My grandma taught me to crochet when I was about 10 years old, so I knew what I was getting into. I told my daughter I would teach myself how to crochet again, and I would teach her at the same time.
Do You Want To Build A Snowman?
Fast forward to Christmas vacation in December of 2015 and I have a storage container full of yarn, crochet hooks, needles, scissors and other accessories. I’ve made a dozen toys and my daughter has learned the basic crochet chain pattern.
Now my mom wants me to make her a snowman.
Only, I’ve never made a snowman.
Sure, I’ve made other round things – an octopus, a few heads for other little dolls, etc – but a snowman? How do I do that? Is it just two round balls and a scarf?
How do I do a hat? Or a nose that sticks out?
As I was figuring out the body sections, I made a guess as to how I could do a hat. The nose was based on turtle legs, and the scarf – well, I found a pattern for a stuffed toy scarf. In the end, the basic patterns I used, modified and repurposed, produced a result that was better than I had expected!
I am quite proud of what I made, and ended up creating a second snowman for my grandma. This one was a little shorter, a little cuter, and had a lot of other improvements in how I made it.
Both my mom and grandma were very pleased with their snowmen, and it was a good Christmas break, over-all.
Manipulating Patterns To Create Something New
During the creation of the second snowman, though, something about the reality of crocheting started to sink in.
I realized I don’t need to know how to make a snowman, to make one. All I need are a few basic patterns to manipulate, and I can probably produce the desired result.
So I take this new-found idea and I run with it. I start making things I’ve never seen before, or only have ideas about, including the BB8 droid from Star Wars: The Force Awakens (which I have seen 3 times, in theatre :P)
And somewhere in these moments of manipulating yarn in a single, continuous line, I recognized the parallels between patterns in crochet and software development.
I Don’t Know How… Not Yet
Like the snowman or the BB8 that I crochet’d, I don’t know exactly how to build most of the software projects, prior to building them. Rather, I have many small patterns in my mind, with each of these patterns being made of smaller patterns, still.
I know how to use MongoDB, SQL Server, Oracle and other database systems. I know how to handle HTTP requests with Express.js, and serve HTML in response. I can organize files into separate folders based on features and functionality… and so much more.
Each of these things I know how to do represents a pattern – a basic method of solving a particular problem. But it’s not the one small thing that makes the software useful or complete. Neither does one round ball make a complete snowman or a BB8. Rather, it’s the combination of the individual pieces that produce the desired end result.

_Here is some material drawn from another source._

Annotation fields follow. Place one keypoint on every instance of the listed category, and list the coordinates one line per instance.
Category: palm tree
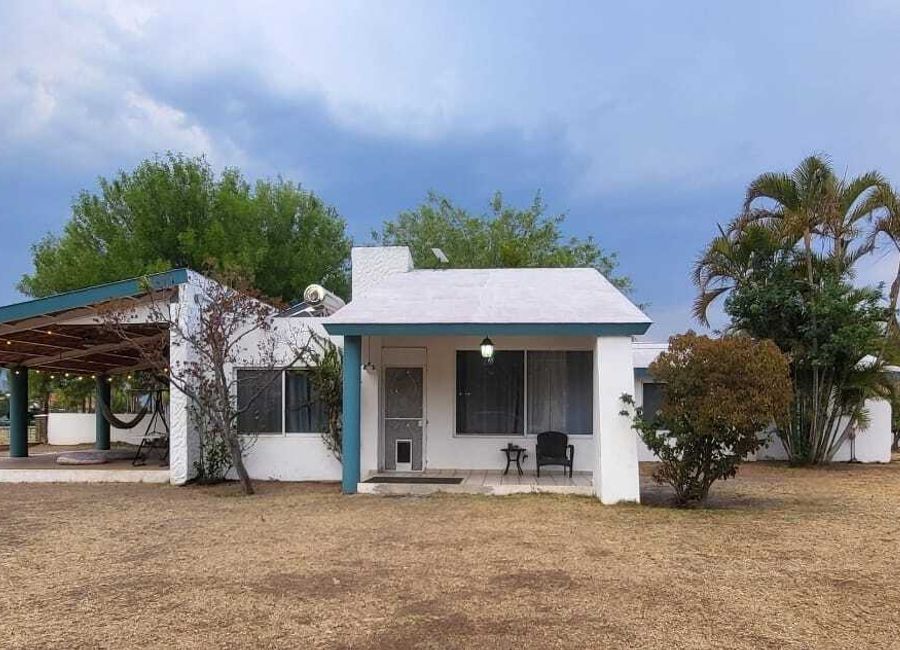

It’s not that I have a cookie-cutter, copy & paste chunk of code for each part that I need. Instead, I have worked through the basic crochet stitch patterns, the basic expand and reduce patterns, the basic shape of a ball or a hat, and I have begun to understand the purpose for the pattern.
In the same way, I have collected a series of software patterns through repetition, practice and use. I worked through the basics of database connections, HTTP request handling, middleware, messaging systems, and more. These represent patterns of implementation that I can use, modify and implement as needed.
And from there – from the place where I know the technology and the patterns – I can spend my time on the more important aspects of any given project: learning what the business needs, and understanding the problems they are trying to solve.